Classes

The following classes are available globally.

  • The IBM Watson™ Speech to Text service provides APIs that use IBM’s speech-recognition capabilities to produce transcripts of spoken audio. The service can transcribe speech from various languages and audio formats. In addition to basic transcription, the service can produce detailed information about many different aspects of the audio. It returns all JSON response content in the UTF-8 character set. The service supports two types of models: previous-generation models that include the terms Broadband and Narrowband in their names, and next-generation models that include the terms Multimedia and Telephony in their names. Broadband and multimedia models have minimum sampling rates of 16 kHz. Narrowband and telephony models have minimum sampling rates of 8 kHz. The next-generation models offer high throughput and greater transcription accuracy. For speech recognition, the service supports synchronous and asynchronous HTTP Representational State Transfer (REST) interfaces. It also supports a WebSocket interface that provides a full-duplex, low-latency communication channel: Clients send requests and audio to the service and receive results over a single connection asynchronously.
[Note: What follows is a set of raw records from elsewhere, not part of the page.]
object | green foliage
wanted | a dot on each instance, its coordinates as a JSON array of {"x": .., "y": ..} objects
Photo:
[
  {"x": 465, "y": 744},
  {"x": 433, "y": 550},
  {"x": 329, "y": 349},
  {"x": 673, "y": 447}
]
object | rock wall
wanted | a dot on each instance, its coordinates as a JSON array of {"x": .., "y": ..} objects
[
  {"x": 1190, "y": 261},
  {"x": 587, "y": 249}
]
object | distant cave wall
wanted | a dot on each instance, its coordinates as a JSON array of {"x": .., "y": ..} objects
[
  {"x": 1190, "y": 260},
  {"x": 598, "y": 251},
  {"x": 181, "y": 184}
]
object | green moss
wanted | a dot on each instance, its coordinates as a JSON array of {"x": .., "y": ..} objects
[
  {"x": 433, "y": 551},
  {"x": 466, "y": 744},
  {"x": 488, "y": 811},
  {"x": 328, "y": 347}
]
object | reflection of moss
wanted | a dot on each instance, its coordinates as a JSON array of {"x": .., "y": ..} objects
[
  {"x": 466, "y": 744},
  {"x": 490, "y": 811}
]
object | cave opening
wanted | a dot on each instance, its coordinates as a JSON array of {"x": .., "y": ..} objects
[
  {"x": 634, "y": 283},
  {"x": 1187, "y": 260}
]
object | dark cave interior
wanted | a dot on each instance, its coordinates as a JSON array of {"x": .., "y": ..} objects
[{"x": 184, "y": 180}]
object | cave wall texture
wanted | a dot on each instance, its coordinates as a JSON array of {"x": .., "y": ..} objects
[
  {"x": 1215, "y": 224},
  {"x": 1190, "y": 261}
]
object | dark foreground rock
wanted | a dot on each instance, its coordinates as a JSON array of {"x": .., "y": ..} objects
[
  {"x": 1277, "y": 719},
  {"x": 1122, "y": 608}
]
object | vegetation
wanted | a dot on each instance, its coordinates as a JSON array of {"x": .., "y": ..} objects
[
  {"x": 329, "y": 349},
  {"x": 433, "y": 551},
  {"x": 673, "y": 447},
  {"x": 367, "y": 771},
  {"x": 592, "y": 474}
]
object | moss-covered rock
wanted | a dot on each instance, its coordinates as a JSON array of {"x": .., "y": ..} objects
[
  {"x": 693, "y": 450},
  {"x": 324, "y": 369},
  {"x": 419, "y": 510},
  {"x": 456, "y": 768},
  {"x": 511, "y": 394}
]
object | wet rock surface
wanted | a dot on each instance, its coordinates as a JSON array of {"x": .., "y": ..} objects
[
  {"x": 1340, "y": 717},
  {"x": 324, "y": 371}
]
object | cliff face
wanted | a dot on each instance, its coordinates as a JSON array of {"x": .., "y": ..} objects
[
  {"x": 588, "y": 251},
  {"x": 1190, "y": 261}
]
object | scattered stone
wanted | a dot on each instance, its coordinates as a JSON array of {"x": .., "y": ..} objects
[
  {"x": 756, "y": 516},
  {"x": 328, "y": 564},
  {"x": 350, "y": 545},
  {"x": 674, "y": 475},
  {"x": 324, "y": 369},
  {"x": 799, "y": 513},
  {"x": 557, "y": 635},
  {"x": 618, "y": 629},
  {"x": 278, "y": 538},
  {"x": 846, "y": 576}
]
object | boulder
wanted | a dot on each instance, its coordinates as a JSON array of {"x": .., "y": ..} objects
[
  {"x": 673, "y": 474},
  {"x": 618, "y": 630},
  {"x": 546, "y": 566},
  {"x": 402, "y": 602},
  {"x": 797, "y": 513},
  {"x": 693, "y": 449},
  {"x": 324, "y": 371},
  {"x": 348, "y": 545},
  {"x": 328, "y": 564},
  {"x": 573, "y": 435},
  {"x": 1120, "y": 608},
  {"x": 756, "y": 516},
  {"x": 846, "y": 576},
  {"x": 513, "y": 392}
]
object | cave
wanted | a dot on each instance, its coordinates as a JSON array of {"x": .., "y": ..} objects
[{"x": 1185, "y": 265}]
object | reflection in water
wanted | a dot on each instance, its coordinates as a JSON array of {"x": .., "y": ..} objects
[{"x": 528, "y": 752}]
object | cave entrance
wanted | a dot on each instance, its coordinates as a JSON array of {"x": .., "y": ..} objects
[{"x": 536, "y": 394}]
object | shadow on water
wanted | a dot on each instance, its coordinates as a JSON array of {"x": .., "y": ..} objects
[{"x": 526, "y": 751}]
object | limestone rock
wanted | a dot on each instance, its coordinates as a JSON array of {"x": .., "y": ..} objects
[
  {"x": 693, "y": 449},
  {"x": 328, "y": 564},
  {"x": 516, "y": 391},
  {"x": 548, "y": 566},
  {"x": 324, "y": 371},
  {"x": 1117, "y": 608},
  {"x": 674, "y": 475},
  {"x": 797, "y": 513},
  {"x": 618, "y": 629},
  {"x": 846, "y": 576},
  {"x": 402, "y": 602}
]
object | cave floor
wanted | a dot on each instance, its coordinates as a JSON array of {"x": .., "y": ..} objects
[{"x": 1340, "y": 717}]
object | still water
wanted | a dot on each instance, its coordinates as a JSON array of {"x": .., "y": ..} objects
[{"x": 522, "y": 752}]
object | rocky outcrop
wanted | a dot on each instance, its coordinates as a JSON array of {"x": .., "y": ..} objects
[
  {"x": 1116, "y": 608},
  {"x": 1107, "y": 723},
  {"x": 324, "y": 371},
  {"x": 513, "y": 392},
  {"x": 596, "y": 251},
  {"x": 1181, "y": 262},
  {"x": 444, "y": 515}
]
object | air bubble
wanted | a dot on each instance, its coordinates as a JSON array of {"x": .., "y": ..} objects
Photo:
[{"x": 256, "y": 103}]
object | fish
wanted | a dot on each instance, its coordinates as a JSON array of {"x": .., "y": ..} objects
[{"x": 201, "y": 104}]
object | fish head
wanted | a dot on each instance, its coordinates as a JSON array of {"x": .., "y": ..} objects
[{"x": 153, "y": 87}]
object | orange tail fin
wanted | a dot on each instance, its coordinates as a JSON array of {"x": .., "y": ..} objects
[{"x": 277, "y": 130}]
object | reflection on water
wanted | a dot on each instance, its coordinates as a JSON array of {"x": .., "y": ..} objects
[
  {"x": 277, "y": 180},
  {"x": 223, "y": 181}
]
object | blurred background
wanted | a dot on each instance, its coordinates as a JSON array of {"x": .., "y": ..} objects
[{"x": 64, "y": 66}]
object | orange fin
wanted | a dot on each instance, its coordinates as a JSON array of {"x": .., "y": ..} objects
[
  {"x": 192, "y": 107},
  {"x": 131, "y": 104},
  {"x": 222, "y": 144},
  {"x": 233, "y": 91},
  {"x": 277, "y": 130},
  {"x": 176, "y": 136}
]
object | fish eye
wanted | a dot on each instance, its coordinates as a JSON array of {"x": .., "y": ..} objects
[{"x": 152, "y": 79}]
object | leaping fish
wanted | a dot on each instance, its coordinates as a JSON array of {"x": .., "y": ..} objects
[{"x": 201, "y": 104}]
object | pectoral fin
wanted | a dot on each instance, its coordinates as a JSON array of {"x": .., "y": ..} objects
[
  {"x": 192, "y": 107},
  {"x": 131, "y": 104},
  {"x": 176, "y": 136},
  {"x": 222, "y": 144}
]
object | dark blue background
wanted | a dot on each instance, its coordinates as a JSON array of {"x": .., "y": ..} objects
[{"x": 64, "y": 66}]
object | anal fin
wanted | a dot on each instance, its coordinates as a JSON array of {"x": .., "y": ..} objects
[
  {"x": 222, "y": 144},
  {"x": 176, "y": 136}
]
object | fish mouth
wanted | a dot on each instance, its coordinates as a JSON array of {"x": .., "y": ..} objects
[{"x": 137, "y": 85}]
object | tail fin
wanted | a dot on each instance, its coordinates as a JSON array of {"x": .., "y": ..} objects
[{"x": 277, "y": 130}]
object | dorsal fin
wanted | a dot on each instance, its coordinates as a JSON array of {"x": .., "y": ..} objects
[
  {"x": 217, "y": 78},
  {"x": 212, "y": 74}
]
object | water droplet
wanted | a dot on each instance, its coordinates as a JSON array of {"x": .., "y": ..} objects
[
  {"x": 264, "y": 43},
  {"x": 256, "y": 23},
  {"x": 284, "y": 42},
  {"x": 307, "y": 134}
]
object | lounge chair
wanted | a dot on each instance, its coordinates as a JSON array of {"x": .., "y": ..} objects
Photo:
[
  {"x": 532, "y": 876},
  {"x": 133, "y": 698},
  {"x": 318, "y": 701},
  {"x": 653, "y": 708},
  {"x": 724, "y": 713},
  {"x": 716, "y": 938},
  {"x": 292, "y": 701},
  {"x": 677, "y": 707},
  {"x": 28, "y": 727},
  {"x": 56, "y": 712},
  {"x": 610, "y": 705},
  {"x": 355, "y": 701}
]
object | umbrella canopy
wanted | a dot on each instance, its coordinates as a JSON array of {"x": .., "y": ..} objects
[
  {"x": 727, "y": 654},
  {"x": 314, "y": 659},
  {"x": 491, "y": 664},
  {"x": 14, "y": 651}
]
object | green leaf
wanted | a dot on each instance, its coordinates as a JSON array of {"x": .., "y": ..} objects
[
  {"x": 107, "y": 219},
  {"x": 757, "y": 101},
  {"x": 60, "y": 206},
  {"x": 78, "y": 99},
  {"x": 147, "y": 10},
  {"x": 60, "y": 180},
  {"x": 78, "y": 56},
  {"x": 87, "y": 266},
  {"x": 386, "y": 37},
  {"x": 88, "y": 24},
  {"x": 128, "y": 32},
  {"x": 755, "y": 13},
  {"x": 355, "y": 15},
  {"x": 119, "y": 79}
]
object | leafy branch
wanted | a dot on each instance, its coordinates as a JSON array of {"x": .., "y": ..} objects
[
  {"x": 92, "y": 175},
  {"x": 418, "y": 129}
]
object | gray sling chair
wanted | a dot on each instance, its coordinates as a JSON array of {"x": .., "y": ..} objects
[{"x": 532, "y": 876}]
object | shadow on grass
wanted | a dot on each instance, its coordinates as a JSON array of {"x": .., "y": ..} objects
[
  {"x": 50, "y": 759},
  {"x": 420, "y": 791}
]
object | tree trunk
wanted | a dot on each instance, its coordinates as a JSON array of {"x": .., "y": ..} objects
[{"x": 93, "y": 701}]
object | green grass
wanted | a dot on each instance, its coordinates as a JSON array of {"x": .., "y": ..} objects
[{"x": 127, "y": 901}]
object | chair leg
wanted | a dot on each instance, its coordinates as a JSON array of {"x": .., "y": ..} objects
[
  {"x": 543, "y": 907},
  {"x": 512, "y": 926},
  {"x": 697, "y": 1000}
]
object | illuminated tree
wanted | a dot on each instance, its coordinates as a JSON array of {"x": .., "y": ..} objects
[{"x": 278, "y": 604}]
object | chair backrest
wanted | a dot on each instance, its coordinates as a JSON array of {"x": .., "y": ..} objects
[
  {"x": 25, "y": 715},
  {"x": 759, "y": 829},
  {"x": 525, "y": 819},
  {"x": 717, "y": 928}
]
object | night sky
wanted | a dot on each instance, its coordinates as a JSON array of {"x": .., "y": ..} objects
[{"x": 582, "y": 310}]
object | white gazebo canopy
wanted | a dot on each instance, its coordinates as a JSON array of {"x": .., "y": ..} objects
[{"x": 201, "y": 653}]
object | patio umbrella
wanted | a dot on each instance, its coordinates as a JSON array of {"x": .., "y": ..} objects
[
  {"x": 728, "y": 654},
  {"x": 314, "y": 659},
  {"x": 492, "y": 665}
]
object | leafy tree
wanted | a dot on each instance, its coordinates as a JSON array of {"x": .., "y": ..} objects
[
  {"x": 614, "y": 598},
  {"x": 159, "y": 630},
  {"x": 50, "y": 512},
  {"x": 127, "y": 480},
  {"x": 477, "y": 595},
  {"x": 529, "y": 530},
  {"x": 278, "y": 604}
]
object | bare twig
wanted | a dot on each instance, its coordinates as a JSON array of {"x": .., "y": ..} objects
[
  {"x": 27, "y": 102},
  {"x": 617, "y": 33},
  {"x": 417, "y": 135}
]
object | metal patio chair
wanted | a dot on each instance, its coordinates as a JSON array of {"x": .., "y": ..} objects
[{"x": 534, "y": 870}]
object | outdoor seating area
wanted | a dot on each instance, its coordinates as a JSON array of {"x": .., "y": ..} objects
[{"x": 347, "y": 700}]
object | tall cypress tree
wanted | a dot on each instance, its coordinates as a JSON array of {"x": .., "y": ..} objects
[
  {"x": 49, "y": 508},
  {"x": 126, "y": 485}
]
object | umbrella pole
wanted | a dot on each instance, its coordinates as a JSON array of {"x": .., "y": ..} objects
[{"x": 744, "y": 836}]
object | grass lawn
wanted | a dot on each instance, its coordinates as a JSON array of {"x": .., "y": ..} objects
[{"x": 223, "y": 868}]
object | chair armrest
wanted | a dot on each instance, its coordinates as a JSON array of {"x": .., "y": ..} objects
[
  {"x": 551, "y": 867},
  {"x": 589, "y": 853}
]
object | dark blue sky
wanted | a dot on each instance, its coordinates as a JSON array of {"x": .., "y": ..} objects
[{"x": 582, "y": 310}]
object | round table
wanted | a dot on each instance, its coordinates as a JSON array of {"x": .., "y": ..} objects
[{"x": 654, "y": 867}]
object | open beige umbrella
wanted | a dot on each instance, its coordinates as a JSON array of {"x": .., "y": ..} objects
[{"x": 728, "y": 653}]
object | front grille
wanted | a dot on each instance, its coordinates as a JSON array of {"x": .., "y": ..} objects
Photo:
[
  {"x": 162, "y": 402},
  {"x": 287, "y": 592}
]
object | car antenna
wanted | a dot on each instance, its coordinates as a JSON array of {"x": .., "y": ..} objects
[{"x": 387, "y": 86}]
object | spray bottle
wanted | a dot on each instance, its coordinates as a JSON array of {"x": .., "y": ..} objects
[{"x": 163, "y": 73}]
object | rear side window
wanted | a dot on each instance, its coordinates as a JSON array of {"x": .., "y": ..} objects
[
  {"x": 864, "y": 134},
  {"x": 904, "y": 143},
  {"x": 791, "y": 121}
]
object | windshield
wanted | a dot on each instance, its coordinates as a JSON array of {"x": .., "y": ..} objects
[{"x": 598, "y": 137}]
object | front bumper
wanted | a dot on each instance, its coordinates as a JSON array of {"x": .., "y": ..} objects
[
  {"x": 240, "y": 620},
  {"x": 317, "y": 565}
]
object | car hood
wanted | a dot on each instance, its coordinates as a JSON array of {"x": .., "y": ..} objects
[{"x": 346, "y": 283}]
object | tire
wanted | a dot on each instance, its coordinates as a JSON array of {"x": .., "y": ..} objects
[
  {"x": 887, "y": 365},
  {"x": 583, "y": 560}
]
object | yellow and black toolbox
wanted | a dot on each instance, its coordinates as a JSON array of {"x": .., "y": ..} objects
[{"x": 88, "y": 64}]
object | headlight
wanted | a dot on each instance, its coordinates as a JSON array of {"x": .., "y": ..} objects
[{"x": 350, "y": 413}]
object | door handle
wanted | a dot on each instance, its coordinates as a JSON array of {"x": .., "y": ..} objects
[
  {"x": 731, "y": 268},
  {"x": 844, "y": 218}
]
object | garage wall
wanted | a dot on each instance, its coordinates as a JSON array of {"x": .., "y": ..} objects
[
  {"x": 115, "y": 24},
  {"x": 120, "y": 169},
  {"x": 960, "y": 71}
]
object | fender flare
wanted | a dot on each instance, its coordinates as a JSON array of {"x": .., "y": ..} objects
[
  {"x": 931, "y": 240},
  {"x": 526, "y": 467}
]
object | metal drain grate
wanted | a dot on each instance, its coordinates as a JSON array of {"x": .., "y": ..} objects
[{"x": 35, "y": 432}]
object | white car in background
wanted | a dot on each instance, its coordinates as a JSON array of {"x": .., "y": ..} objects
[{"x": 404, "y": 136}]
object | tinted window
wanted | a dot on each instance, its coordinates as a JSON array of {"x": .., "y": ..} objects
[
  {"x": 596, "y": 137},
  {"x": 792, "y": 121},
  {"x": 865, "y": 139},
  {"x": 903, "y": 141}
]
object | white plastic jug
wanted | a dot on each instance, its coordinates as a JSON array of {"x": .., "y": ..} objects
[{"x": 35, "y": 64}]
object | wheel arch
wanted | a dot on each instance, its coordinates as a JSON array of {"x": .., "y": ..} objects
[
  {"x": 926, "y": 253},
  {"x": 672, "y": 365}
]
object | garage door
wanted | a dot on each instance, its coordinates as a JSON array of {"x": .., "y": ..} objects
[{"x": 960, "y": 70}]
The service also offers two customization interfaces. Use language model customization to expand the vocabulary of a base model with domain-specific terminology. Use acoustic model customization to adapt a base model for the acoustic characteristics of your audio. For language model customization, the service also supports grammars. A grammar is a formal language specification that lets you restrict the phrases that the service can recognize. Language model customization is available for most previous- and next-generation models. Acoustic model customization is available for all previous-generation models. Grammars are beta functionality that is available for all previous-generation models that support language model customization.

    See more

    Declaration

    Swift

    public class SpeechToText
  • The IBM Watson Speech to Text service enables you to add speech transcription capabilities to your application. It uses machine intelligence to combine information about grammar and language structure to generate an accurate transcription. Transcriptions are supported for various audio formats and languages.

    This class enables fine-tuned control of a WebSockets session with the Speech to Text service. Although it is a more complex interface than the SpeechToText class, it provides more control and customizability of the session.

    See more

    Declaration

    Swift

    public class SpeechToTextSession